Senin, 23 Mar 2020 09:00 WIB

Ridwan Kamil Ungkap Skenario Tes Massal Corona 'Drive-Thru' di Jabar

Khadijah Nur Azizah - detikHealth
Korea Selatan membuka layanan kesehatan untuk pemeriksaan corona via drive-thru. Hal itu dilakukan guna mengurangi terjadinya kontak untuk cegah penyebaran virus corona. Pemprov Jabar akan lakukan skrining massal. Salah satu metodenya adalah 'drive-thru' seperti di Korsel. (Foto: AP Photo)
Jakarta -

Gubernur Provinsi Jawa Barat, Ridwan Kamil, menyebut pihaknya akan melakukan prosedur tes massal virus corona COVID-19. Dalam cuitannya di akun Twitter pribadi miliknya, Ridwan Kamil menyebut Pemrprov Jabar akan melakukan tes proaktif virus corona dengan Rapid Diagnostic Test.

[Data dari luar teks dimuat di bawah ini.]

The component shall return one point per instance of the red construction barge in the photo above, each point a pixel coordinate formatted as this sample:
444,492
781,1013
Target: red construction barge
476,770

Pengecekan virus corona yang dilakukan dengan mengambil sampel darah ini akan dilakukan dalam skala massal dan cepat, hasilnya bisa terlihat dalam 10-15 menit, dengan test kit yang dikirimkan oleh pemerintah pusat.

Ada beberapa opsi yang akan dipertimbangkan oleh Ridwan Kamil untuk rencana tes massal COVIS-19, yakni door to door dan skema drive-thru seperti yang dilakukan Korea Selatan.

"Drive-thru satu persatu tanpa kerumunan masyarakat umum di lapangan parkir yang sangat luas seperti parkiran stadion, bandara, dan lain-lain," tulis Ridwan Kamil.

Sistem drive-thru tes massal virus corona ini akan dilakukan dengan cara:

1. Datang sesuai waktu yang ditetapkan. Antri satu persatu. Ada jarak fisik dan waktu.
2. Tidak ada persentuhan fisik sama sekali, cukup di dalam kendaraan.
3. Dalam 10 menit, jika hasil negatif, maka langsung pulang. Jika indikasi positif maka akan dilakukan prosedur tambahan.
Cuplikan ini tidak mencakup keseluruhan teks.